The telco is embarking on an investment program to expand its coverage from 96 percent of Australia's population to 98 percent by December 2009, in an upgrade which will cost the company AU$315 million.

Optus CEO Paul O'Sullivan

As part of the upgrade it will also be upping bandwidth across the network to 28Mbps from late 2009, with the aim of working with "strategic partners" to increase that speed to 42Mbps by the end of 2010, according to CEO Paul O'Sullivan.

"With this significant expansion we will be the only mobile carrier capable of challenging [Telstra's] network reach," he said in a statement.

It's expected that Telstra will beat Optus in establishing 42Mbps speeds after the national carrier announced in February that it plans to have the Next G network running at that speed by the end of 2009.
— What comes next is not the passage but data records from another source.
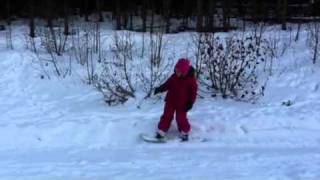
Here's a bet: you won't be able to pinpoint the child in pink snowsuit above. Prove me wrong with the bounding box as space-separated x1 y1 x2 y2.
154 59 198 141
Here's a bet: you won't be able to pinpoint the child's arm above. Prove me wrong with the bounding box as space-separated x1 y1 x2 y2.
154 75 174 94
190 78 198 104
185 78 198 112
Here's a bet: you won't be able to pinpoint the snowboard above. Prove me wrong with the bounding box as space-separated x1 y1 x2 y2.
140 133 169 143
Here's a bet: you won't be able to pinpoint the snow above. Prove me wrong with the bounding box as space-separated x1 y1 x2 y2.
0 22 320 180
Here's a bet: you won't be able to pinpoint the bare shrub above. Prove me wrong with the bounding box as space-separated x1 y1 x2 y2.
307 22 320 64
138 33 173 98
96 31 137 105
198 33 269 101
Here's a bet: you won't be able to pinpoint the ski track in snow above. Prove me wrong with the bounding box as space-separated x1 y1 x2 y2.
0 25 320 180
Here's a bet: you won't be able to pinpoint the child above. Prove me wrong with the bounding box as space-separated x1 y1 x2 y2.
154 59 198 141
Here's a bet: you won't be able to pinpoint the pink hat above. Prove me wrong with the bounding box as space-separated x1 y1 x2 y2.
175 58 191 76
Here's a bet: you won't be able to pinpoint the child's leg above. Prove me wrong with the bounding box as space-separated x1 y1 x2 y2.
176 110 191 135
158 103 175 135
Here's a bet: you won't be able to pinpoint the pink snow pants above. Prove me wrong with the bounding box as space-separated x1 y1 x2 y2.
158 103 191 134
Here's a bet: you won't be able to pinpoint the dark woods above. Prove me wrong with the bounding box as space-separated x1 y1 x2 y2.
0 0 320 36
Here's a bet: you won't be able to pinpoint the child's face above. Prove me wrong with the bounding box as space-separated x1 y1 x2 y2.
175 69 182 77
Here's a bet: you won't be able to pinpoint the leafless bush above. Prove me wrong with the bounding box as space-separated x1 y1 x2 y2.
198 33 269 101
71 23 102 84
139 33 173 98
307 22 320 64
39 26 68 56
24 33 37 53
96 32 137 105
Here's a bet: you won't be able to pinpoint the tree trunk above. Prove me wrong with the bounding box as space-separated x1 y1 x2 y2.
196 0 203 32
96 0 104 22
281 0 288 30
162 0 171 33
223 0 230 31
63 1 70 36
29 0 35 38
141 0 148 32
84 0 89 22
207 0 215 32
116 0 122 30
5 0 11 25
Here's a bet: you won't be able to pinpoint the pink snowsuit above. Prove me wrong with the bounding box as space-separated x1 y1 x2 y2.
158 59 198 134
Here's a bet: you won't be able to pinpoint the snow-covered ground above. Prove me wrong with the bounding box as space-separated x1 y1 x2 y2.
0 22 320 180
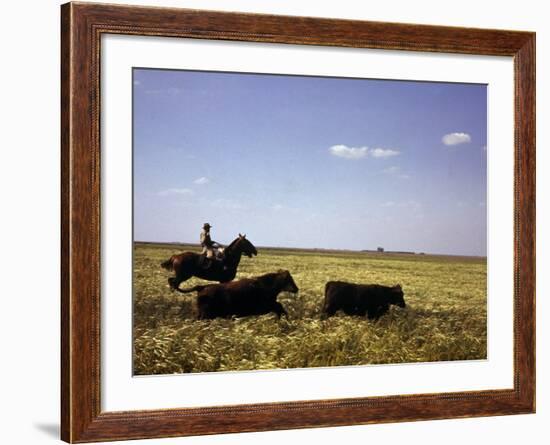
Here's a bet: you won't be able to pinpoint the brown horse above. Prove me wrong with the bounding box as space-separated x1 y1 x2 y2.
161 233 258 290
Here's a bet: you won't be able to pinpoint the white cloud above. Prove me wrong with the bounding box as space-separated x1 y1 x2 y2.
145 87 185 95
329 144 399 159
382 165 410 179
193 176 210 185
441 133 472 145
210 198 245 210
157 188 194 196
329 145 369 159
370 148 399 158
382 165 401 174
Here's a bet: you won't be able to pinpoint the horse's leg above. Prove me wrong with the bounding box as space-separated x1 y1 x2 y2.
271 301 288 318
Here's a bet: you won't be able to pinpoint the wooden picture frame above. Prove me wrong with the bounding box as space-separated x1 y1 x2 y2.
61 3 535 443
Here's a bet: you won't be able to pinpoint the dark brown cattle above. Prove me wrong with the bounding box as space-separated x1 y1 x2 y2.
323 281 405 319
181 270 298 319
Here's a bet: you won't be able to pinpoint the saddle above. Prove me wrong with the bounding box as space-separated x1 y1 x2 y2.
199 247 225 270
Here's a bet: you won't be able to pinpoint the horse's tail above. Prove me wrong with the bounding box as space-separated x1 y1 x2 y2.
176 284 212 294
160 256 174 270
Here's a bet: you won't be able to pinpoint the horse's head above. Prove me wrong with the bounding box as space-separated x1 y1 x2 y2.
232 233 258 258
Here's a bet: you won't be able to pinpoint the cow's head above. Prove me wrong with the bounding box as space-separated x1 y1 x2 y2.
279 270 299 294
391 284 406 307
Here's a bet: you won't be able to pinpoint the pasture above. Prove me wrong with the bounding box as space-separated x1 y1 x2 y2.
133 243 487 375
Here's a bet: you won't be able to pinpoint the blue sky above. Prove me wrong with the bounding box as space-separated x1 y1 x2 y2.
133 69 487 255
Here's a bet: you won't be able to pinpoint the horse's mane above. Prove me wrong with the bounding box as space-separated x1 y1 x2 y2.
225 236 241 252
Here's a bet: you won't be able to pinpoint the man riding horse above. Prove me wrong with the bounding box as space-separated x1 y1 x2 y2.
200 223 223 269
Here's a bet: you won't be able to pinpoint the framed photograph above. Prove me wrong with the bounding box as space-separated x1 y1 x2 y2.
61 3 535 443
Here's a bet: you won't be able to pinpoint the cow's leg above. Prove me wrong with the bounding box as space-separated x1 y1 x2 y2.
172 274 192 290
271 301 288 318
322 302 337 318
367 307 380 320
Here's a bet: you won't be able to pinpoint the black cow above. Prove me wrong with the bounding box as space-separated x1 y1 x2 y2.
323 281 405 319
182 270 298 319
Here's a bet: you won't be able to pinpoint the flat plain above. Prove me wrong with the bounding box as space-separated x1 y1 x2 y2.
133 242 487 375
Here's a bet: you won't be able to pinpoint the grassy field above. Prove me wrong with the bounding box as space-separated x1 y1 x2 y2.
133 243 487 375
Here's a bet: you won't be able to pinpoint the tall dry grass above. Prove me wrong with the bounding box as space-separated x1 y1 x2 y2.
133 243 487 375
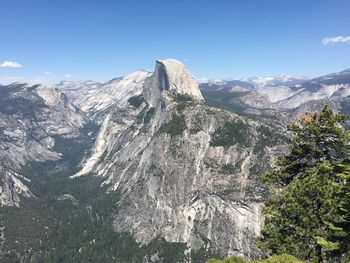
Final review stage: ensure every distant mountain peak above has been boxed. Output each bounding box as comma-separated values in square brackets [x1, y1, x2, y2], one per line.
[154, 59, 203, 100]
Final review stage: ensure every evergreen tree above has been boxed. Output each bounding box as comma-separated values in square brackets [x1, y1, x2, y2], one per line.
[260, 106, 349, 262]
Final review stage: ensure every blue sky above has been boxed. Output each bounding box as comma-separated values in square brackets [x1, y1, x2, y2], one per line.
[0, 0, 350, 83]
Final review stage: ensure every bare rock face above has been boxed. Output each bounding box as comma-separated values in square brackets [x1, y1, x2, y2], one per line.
[155, 59, 203, 100]
[74, 60, 284, 258]
[0, 84, 84, 206]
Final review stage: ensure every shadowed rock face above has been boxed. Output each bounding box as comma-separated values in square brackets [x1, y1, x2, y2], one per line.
[0, 84, 83, 206]
[75, 60, 284, 257]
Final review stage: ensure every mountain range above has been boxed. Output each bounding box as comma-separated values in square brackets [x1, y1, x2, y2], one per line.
[0, 59, 350, 262]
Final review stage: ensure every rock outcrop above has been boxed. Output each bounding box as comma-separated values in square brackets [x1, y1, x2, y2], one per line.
[74, 60, 277, 257]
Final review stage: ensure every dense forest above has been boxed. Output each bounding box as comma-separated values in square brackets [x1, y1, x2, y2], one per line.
[207, 106, 350, 263]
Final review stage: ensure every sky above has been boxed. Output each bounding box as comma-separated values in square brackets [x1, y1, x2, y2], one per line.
[0, 0, 350, 83]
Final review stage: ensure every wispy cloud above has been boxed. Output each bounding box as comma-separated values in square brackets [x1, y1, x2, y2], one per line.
[0, 61, 23, 68]
[322, 36, 350, 45]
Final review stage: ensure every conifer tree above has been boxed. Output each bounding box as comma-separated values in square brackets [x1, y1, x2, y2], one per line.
[260, 106, 349, 262]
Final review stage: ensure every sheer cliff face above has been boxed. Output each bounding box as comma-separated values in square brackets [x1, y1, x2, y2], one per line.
[0, 84, 83, 206]
[74, 60, 284, 257]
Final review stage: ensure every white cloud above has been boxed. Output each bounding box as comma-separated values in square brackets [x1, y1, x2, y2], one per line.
[0, 61, 23, 68]
[322, 36, 350, 45]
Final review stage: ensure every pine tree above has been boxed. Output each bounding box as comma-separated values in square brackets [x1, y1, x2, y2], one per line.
[260, 106, 349, 262]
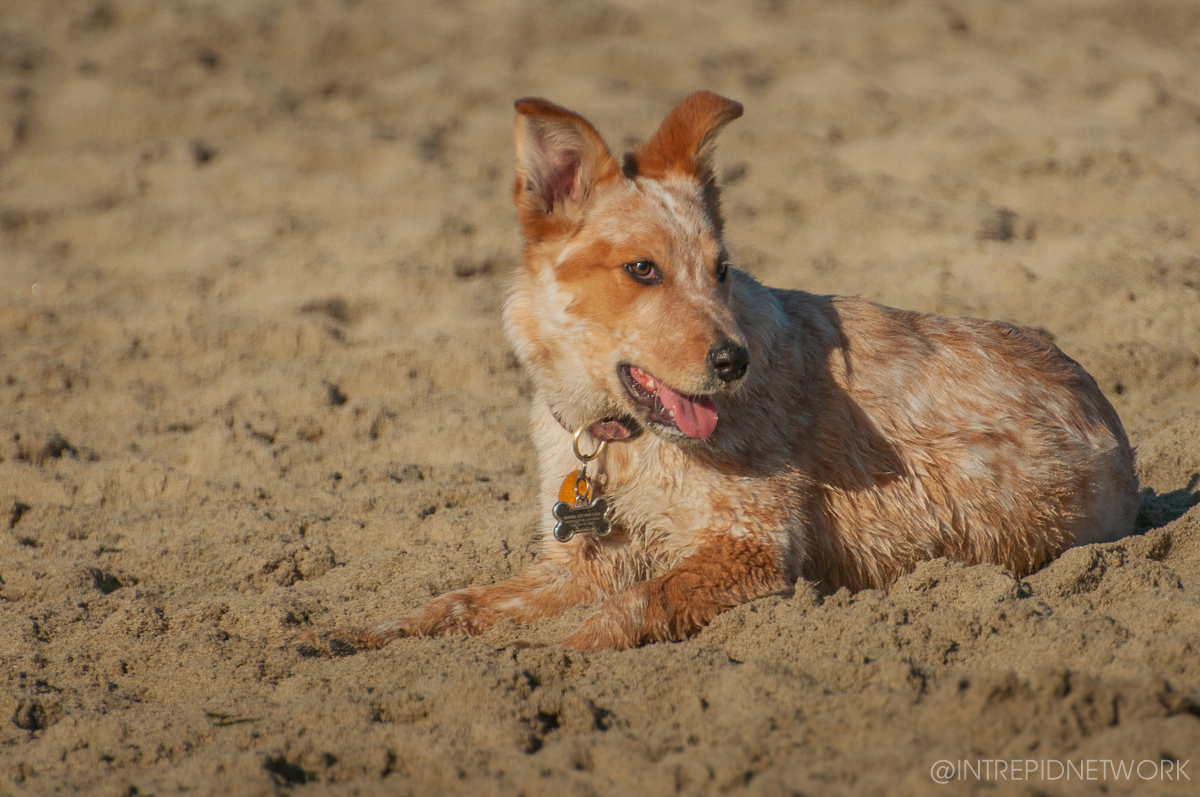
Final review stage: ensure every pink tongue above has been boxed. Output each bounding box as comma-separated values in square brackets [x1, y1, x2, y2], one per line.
[658, 384, 716, 437]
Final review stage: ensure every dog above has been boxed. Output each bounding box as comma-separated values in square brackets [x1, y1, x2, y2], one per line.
[297, 91, 1139, 653]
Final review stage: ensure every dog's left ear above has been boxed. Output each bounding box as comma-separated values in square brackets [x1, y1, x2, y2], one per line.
[625, 91, 742, 185]
[512, 97, 620, 239]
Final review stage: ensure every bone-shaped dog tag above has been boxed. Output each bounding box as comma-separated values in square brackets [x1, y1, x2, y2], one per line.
[553, 498, 612, 543]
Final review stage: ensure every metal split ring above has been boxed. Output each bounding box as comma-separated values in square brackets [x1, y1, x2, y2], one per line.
[571, 426, 608, 465]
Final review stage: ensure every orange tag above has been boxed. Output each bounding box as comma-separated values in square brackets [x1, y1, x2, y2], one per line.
[558, 471, 596, 507]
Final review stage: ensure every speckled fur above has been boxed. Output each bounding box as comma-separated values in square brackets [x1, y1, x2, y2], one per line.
[297, 92, 1138, 651]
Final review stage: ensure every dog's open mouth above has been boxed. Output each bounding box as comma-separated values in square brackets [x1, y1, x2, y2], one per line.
[618, 365, 716, 437]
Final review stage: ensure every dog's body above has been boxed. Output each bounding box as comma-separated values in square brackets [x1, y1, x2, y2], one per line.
[304, 92, 1138, 651]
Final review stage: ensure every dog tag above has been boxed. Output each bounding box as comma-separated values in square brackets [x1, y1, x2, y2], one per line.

Telecommunications industry analyst and BuddeComm CEO Paul Budde told ZDNet.com.au that Optus's plans to extend the reach and power of the network were "critical" for competition in regional Australia.

"Telstra is in a very comfortable situation at the moment ... it's always going to be difficult for a competitor to come in and break a market with so many people on 12- or 24-month contracts, but this is going to be an important boost for competition in general and specifically in regional Australia," he said.

Mobile services analyst at research firm IDC, Waqas Javed, believes that the announcement and ensuing network expansion will have "no effect" on Telstra as it has "already launched their 3G services and they are also constantly increasing their subscriber base".

"By the time Optus and Vodafone's 3G services are launched, Telstra would have already captured the major subscriber market share," he said.

However, analyst Paul Budde believes that the role of next-generation handheld devices is not to be underestimated.

"In the end they're all similar networks ... but with products like the iPhone people will start moving away from their basic voice service, which will push mobile competition in other areas," he said.

"The real problem for the operators is that they don't want to cannibalise their highly lucrative voice businesses, so the telcos will want to drag this sort of thing on in order to protect revenue from that," said Budde.

HSDPA using 900MHz spectrum will be utilised to expand Optus's coverage over an additional 400,000 square kilometres, after it announced late last year its intentions to switch on HSDPA in some areas by the end of 2008.

Optus will also join Vodafone in a planned speed bump. The operator announced recently it will soon be ready to take its network to 28.8Mbps.